Ich weiß nicht warum jemand sowas macht, das sofortige "Kehlen" hat doch eigentlich nur Vorteile, zum einen für den Angler zum anderen für den Fisch  #c


----------



## Woipertinger (18. Oktober 2004)

*AW: Betäuben und Töten*



			
				ThomasRö schrieb:
			
		

> . . . .
> 
> Dem Fisch zwei dreimal mit Schmackes auf die Birne und dann tiefer Stich ins Herz( ich drehe dann immer das Messer einmal im Fischkörper herum, damit der Fisch schneller ausblutet und stirbt).
> 
> Aale und Plattfischen tötet man mit einem Kopfstich, Aale auch mit Leberstich(an der Afteröffnung)
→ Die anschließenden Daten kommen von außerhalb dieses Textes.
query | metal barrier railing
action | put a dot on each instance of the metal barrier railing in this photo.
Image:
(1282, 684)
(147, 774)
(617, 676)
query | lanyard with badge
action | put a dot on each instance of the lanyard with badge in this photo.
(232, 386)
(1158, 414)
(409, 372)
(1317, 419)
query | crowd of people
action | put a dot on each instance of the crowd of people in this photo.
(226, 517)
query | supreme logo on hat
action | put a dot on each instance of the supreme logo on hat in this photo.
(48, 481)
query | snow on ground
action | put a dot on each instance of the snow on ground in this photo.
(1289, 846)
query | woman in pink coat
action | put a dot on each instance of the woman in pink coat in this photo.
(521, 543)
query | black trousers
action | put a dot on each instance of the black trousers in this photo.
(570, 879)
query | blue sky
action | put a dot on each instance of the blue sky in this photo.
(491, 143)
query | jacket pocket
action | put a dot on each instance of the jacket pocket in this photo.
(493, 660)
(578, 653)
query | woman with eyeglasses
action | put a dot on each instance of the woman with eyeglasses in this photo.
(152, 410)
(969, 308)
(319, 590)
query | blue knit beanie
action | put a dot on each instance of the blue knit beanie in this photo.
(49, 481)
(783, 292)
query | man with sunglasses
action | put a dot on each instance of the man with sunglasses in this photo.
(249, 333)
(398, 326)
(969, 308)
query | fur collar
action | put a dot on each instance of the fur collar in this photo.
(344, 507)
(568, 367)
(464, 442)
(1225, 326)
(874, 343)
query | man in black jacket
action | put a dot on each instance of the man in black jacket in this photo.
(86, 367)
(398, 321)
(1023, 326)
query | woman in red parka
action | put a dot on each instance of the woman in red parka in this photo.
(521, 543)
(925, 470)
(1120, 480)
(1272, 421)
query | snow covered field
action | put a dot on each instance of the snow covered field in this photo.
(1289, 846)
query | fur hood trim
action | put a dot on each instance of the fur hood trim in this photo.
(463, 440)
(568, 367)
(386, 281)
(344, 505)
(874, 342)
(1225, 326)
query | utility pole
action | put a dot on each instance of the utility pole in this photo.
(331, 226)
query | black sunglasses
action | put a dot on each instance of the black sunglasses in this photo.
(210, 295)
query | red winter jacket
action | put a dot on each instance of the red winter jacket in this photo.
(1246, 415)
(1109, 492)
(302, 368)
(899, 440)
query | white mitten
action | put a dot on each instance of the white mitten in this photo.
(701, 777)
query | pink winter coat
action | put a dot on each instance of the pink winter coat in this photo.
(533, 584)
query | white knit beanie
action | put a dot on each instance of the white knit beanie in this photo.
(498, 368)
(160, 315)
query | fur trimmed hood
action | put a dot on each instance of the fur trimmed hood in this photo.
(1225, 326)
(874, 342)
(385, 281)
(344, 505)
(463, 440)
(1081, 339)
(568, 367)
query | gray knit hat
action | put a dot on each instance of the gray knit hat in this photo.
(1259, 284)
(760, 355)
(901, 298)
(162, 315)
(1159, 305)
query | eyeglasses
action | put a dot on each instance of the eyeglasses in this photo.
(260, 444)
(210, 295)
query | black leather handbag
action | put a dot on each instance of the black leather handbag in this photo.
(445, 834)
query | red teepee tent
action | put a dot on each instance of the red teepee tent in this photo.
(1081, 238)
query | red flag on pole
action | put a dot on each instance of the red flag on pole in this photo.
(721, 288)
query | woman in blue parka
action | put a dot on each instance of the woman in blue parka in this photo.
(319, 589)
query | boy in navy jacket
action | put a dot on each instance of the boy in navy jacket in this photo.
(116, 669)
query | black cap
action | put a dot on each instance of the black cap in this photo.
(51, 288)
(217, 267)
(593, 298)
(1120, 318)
Also enschuldige ThomasRö,

Aber was Du speziell bei den Aalen erzählst ist pure Tierquälerei und entspricht in keinster Weise den Vorschriften.
Wo bitte ist die Leber? Mit sicherheit nicht am After.
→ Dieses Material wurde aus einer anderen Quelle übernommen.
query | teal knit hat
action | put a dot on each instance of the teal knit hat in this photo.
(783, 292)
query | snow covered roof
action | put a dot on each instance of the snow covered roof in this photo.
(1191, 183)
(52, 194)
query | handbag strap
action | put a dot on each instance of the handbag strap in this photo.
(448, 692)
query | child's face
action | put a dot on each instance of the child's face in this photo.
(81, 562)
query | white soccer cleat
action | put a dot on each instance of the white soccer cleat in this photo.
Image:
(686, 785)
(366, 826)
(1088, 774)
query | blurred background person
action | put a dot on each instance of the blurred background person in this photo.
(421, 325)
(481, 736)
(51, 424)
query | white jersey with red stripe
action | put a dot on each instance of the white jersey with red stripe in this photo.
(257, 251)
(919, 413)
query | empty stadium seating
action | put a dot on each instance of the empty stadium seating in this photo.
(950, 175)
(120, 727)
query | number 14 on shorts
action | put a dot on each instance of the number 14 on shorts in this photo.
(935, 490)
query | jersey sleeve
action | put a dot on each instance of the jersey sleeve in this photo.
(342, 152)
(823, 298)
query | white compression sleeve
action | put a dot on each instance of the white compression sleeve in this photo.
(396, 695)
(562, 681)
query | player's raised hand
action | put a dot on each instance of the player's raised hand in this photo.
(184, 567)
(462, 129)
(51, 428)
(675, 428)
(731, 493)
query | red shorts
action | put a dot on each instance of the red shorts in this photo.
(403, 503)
Fische sind mit einem kräftigen Schlag über den Augen zu betäuben und mit einem sofortigen Kiemenbogenrundschnitt zu töten.

Aale sind mit einem das Rückgrad durchtrennenden Stich zu betäuben und mit dem sofortigem ausweiden zu töten. Siehe Fischereigesetz bzw. Tierschutzgesetz.
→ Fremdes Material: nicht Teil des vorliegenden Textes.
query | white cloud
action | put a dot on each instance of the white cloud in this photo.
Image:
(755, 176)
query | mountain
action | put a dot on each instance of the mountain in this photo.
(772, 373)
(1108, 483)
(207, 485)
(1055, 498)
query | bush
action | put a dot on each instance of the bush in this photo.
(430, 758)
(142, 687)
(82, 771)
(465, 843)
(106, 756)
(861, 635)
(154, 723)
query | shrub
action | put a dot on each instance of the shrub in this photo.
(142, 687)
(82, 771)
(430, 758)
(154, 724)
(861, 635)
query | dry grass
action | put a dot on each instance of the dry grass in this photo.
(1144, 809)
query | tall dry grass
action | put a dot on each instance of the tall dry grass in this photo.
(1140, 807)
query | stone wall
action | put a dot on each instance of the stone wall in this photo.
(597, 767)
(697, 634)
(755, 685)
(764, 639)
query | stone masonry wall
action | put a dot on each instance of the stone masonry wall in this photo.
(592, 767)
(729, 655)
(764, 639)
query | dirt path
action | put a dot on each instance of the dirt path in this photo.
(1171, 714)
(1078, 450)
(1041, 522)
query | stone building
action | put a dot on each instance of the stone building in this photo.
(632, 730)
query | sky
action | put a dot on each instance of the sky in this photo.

Alles andere ist, mit Verlaub, unsinn.


----------



## DerStipper (18. Oktober 2004)

*AW: Betäuben und Töten*

Man darf Aale auch mehrmals mit dem Kopf heftig auf den Bodenschlagen um diese zu betäuben:q hab die Prüfung gemacht daher weiß ich dat und so wurde es uns erklärt


----------



## Lotte (18. Oktober 2004)

*AW: Betäuben und Töten*



			
				Falk Paustian schrieb:
			
		

> Da es beim Herzstich unter Umständen zu einer Verletzung der Galle kommen kann, ....


 moin-moin,

 wie bitte soll das denn gehen!!! die galle ist an der leber und nicht am herz!!! oder wie machst du denn den herzstich??? aber grundsätzlich kiann man den fisch auch mit dem von dir beschriebenen Vorgang waidgerecht töten!!!



			
				DerStpper schrieb:
			
		

> Man darf Aale auch mehrmals mit dem Kopf heftig auf den Bodenschlagen um diese zu betäuben|supergri....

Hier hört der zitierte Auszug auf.